Récemment, le Tribunal des droits de la personne de la Colombie-Britannique a suscité l’indignation partout au Canada en ordonnant à l’ancien commissaire scolaire de Chilliwack, Barry Neufeld, de verser 750 000 $ à un nombre inconnu d’enseignants LGBTQ non identifiés qui s’opposaient à son opinion selon laquelle les enfants ne devraient pas être exposés à l’idéologie transgenre.

À l’instar de son équivalent britanno-colombien, la Commission albertaine des droits de la personne poursuit également des citoyens pour leurs propos.

Karen Richert, entrepreneure de Leduc et ancienne candidate municipale, fait actuellement l’objet d’une plainte en droits de la personne en raison de commentaires publiés en ligne au sujet d’un spectacle de drag présenté comme «familial» et promu par un studio de danse local.

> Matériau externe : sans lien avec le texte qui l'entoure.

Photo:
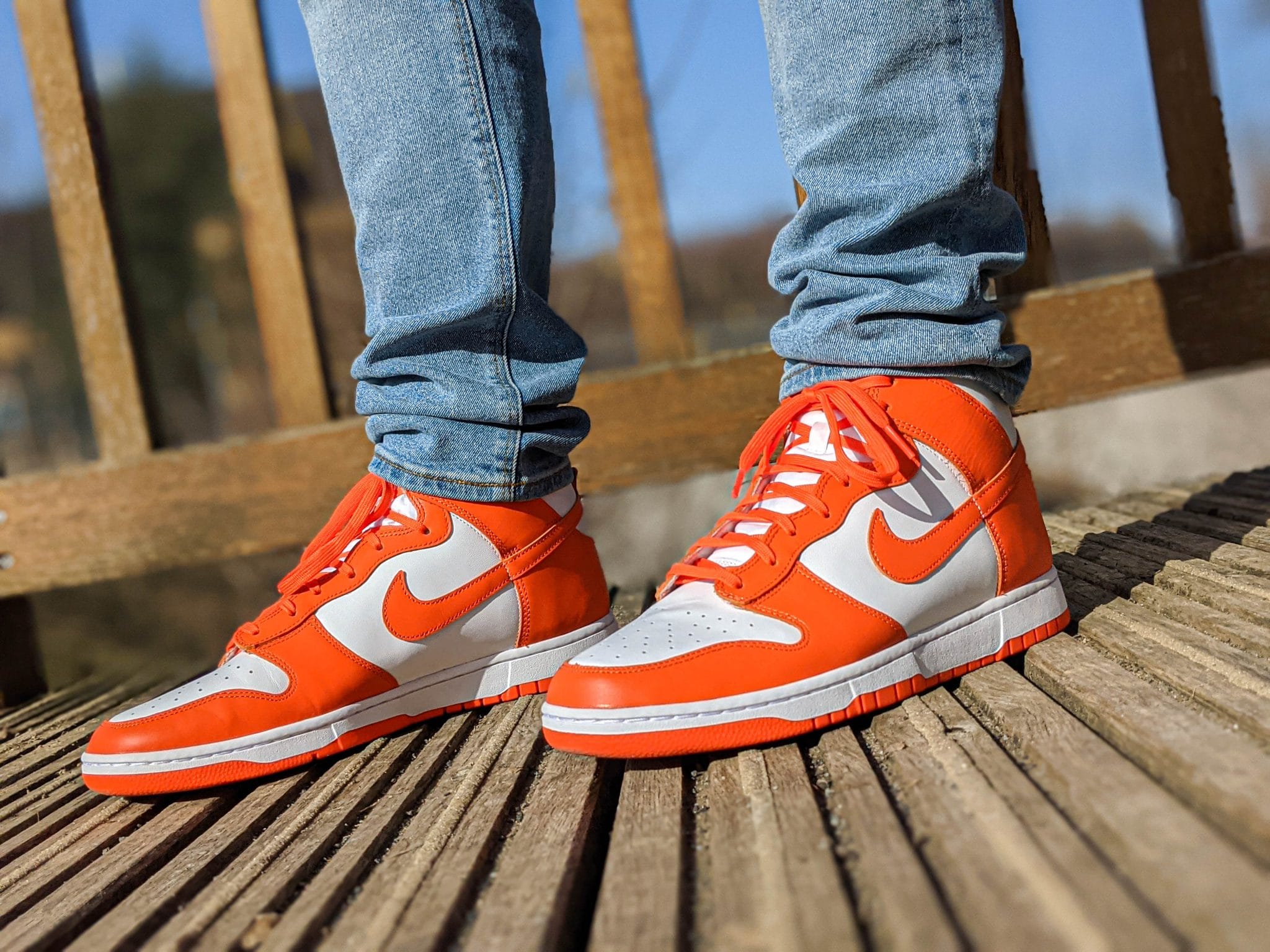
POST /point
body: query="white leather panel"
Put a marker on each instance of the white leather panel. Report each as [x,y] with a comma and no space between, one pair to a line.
[244,672]
[562,500]
[690,619]
[967,579]
[993,404]
[356,620]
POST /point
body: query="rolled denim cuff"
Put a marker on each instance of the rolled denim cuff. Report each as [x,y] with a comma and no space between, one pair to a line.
[453,484]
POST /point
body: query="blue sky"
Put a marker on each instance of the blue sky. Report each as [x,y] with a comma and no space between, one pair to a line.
[1089,90]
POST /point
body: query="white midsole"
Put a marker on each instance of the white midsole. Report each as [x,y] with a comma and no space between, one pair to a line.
[968,638]
[482,678]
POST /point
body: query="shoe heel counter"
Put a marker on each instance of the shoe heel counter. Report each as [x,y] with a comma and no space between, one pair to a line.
[1020,536]
[563,593]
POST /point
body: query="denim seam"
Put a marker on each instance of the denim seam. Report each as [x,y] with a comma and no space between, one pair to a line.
[507,242]
[437,478]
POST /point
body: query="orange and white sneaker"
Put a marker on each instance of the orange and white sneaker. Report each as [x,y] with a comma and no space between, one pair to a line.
[894,542]
[404,607]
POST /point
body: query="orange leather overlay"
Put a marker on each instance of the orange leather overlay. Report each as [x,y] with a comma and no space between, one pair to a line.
[323,676]
[563,593]
[951,421]
[276,621]
[836,631]
[1019,532]
[911,560]
[963,431]
[413,619]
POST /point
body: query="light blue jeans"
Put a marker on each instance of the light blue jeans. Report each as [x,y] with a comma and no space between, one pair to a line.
[887,113]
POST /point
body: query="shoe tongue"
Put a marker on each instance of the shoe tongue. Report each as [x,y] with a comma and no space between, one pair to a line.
[402,503]
[815,444]
[406,506]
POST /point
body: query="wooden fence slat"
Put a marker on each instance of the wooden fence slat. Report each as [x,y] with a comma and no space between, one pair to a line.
[92,280]
[1191,127]
[259,183]
[1015,172]
[649,276]
[435,910]
[1196,879]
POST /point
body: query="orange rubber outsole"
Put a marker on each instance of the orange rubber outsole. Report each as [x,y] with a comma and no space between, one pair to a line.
[145,785]
[765,730]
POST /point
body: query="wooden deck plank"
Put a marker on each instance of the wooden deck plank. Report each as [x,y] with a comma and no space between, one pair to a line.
[321,896]
[1236,631]
[27,833]
[533,894]
[144,908]
[24,716]
[278,881]
[898,907]
[1222,775]
[432,912]
[36,875]
[796,850]
[258,179]
[996,878]
[1117,912]
[1228,682]
[735,908]
[117,871]
[56,734]
[771,879]
[191,920]
[1208,890]
[1180,542]
[373,915]
[642,894]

Mme Richert soutenait que les enfants ne devraient pas être exposés à ce type de spectacle.

La Commission poursuit cette plainte malgré le fait qu’elle ait été déposée après l’expiration du délai légal d’un an. En ignorant cette limite pourtant claire, la Commission révèle son parti pris en faveur du plaignant.

Des tribunaux militants

Comme la Colombie-Britannique, l’Alberta et d’autres provinces, le Québec possède lui aussi des dispositions dans sa législation sur les droits de la personne pouvant servir à censurer des propos politiquement incorrects.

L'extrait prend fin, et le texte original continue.